Want to run Python in Tableau? Meet TabPy!
Part II: Forecasting in Tableau using TabPy
Written by Eliana Lambrou - 11-06-2018
Making Predictions by executing Python code in Tableau "on the fly"
In the previous article (Want to run Python in Tableau? Meet TabPy!), we discussed how to install TabPy, and demonstrated some simple examples of how to run Python in Tableau. Some might think that the latter is nifty, but actually they are things that could have be done in Tableau without using Python. So why should we go through the trouble of downloading and configuring the Python server in Tableau, and the hassle of writing Python scripts? Let’s dig into a more complicated but much more fun example, where we can do things that Tableau normally cannot achieve. Ready? Let’s go!
Before getting our hands on Tableau, let’s discuss what we're going to do. We have a csv file called GermanCreditData (original data set can be found here), which consists of various features of bank customers who requested loans (e.g. age, employment status, personal status, sex etc), and if they were bad or good customers (i.e. whether or not they repaid their loan). The classification is then provided in the field called Class by two integers: 1 if they were good, and 2 if they were bad. The documentation on what these numbers represent can be found here: documentation.

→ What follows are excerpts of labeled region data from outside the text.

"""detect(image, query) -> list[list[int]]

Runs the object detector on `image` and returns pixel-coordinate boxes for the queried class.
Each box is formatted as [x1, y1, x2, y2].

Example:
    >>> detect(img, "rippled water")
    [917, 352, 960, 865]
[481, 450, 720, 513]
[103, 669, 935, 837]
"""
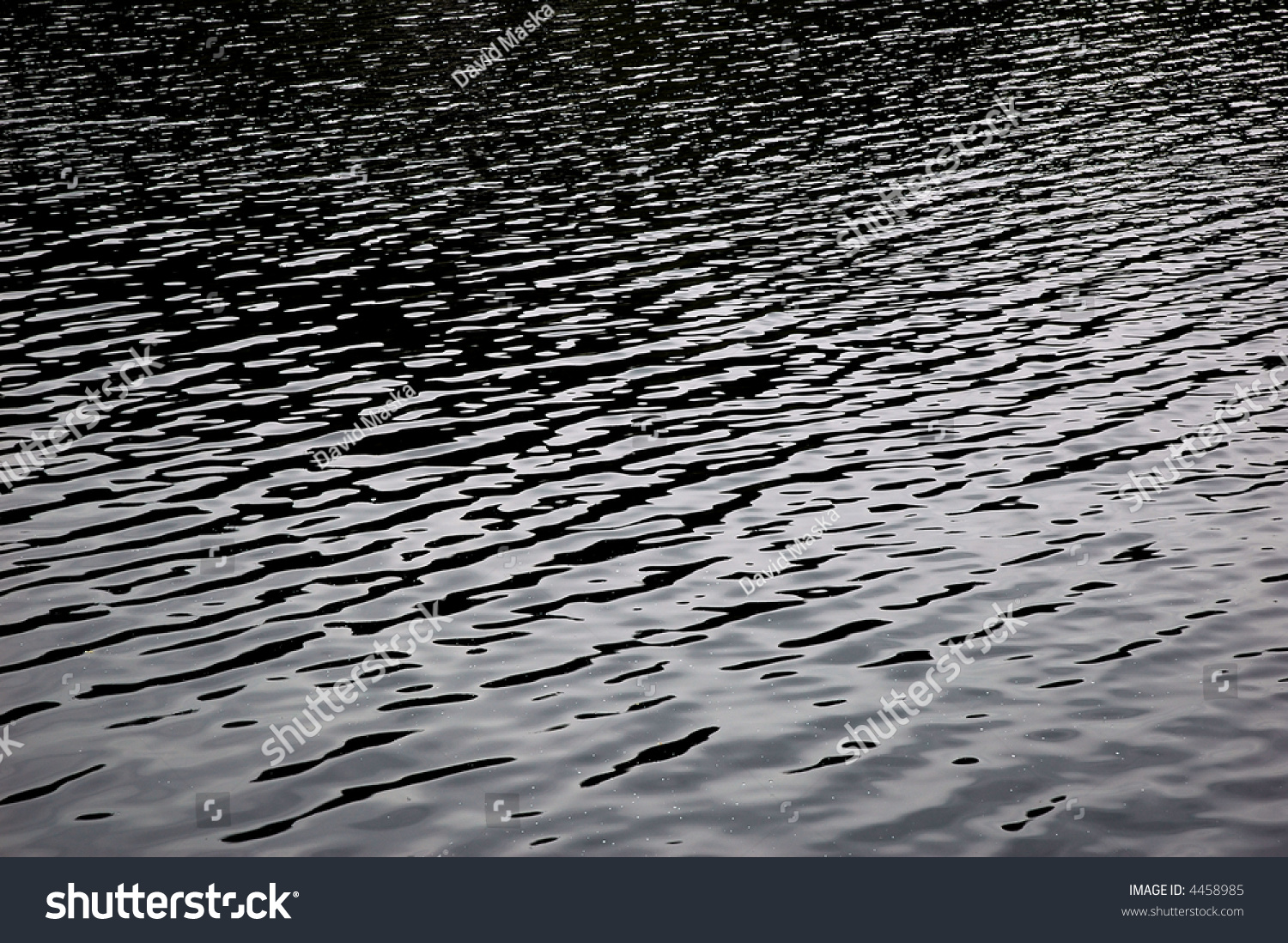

Then, we create an artificial dataset with some customers and their features (predictions.csv).
Next we use the GermanCreditData dataset to train a model to predict if these customers will be good or bad based on their features.
For the Machine Learning Algorithm we will use a Decision Tree Classification, an algorithm that can be found in scikit-learn library that can be imported in Python. If you are not familiar with scikit-learn, then there is no cause for alarm. Just bear in mind that it includes many powerful machine learning algorithms that can be called upon to give predictive power to your data.

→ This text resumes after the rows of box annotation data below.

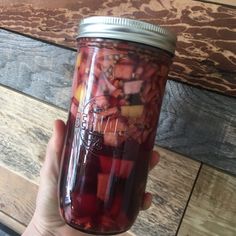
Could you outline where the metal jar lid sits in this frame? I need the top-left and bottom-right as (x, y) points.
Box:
(77, 16), (176, 54)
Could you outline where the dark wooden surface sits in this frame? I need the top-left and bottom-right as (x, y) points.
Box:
(0, 0), (236, 96)
(0, 30), (236, 174)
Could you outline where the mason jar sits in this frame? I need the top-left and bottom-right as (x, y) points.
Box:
(59, 16), (176, 235)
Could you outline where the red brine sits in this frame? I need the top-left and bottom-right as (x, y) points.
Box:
(60, 38), (171, 235)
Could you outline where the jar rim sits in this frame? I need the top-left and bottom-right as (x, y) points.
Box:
(77, 16), (177, 55)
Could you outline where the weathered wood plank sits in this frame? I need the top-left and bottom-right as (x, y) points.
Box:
(199, 0), (236, 7)
(0, 86), (200, 236)
(178, 165), (236, 236)
(0, 0), (236, 96)
(0, 166), (35, 234)
(0, 30), (236, 174)
(156, 82), (236, 174)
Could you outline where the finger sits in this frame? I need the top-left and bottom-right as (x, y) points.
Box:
(141, 193), (152, 211)
(149, 151), (160, 170)
(41, 120), (65, 182)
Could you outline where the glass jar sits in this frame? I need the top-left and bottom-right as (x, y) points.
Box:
(59, 17), (176, 235)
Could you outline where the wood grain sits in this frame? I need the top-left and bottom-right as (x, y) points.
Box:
(0, 86), (200, 236)
(0, 30), (236, 174)
(0, 0), (236, 96)
(178, 165), (236, 236)
(199, 0), (236, 7)
(0, 166), (35, 234)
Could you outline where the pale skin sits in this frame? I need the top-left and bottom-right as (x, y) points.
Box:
(23, 120), (159, 236)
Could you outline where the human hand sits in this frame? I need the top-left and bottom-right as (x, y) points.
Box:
(22, 120), (159, 236)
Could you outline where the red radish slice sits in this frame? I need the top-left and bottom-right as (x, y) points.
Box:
(97, 174), (110, 201)
(99, 156), (112, 174)
(114, 64), (133, 80)
(112, 159), (134, 179)
(99, 156), (134, 179)
(74, 85), (85, 102)
(104, 132), (126, 147)
(124, 80), (143, 94)
(99, 107), (119, 118)
(110, 194), (122, 217)
(121, 105), (143, 118)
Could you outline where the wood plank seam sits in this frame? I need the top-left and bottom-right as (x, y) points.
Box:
(175, 162), (203, 236)
(194, 0), (236, 9)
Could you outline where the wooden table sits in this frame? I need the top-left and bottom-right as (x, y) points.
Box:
(0, 0), (236, 236)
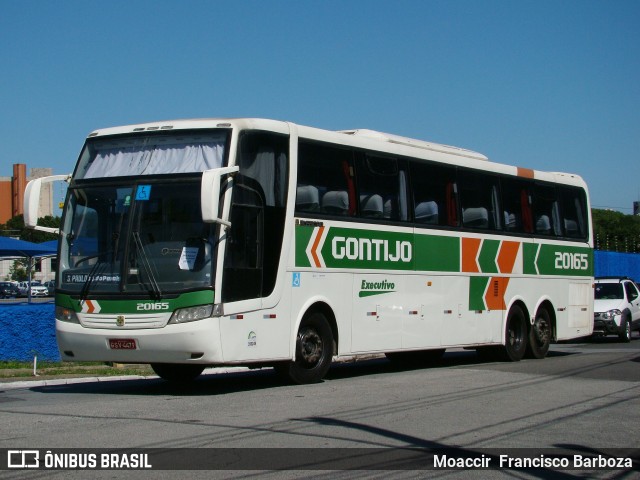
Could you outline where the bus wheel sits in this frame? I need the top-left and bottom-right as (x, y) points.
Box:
(504, 305), (527, 362)
(151, 363), (205, 383)
(276, 312), (333, 384)
(527, 308), (552, 358)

Steps to running a Machine Learning Algorithm from Python in Tableau:
1. Open a new Tableau Workbook.
2.Connect to TabPy server as in step 2 in the section “How to Use TabPy in Tableau in Part I”.
Just to remind you...you have to connect to tabpy_server by running the startup.bat file that you can find in the following directory:
C:\Users\<Username>\Anaconda\envs\Tableau-Python-Server\Lib\site-packages\tabpy_server and then connect to tabpy server in Tableau by selecting Help - Settings and Performance - Manage External Service Connection and specifying Server: localhost and Port: 9004.
3. For this section we will use the csv file shown in the figure above called predictions.csv that can be downloaded from here: predictions. Connect to this data source (predictions.csv).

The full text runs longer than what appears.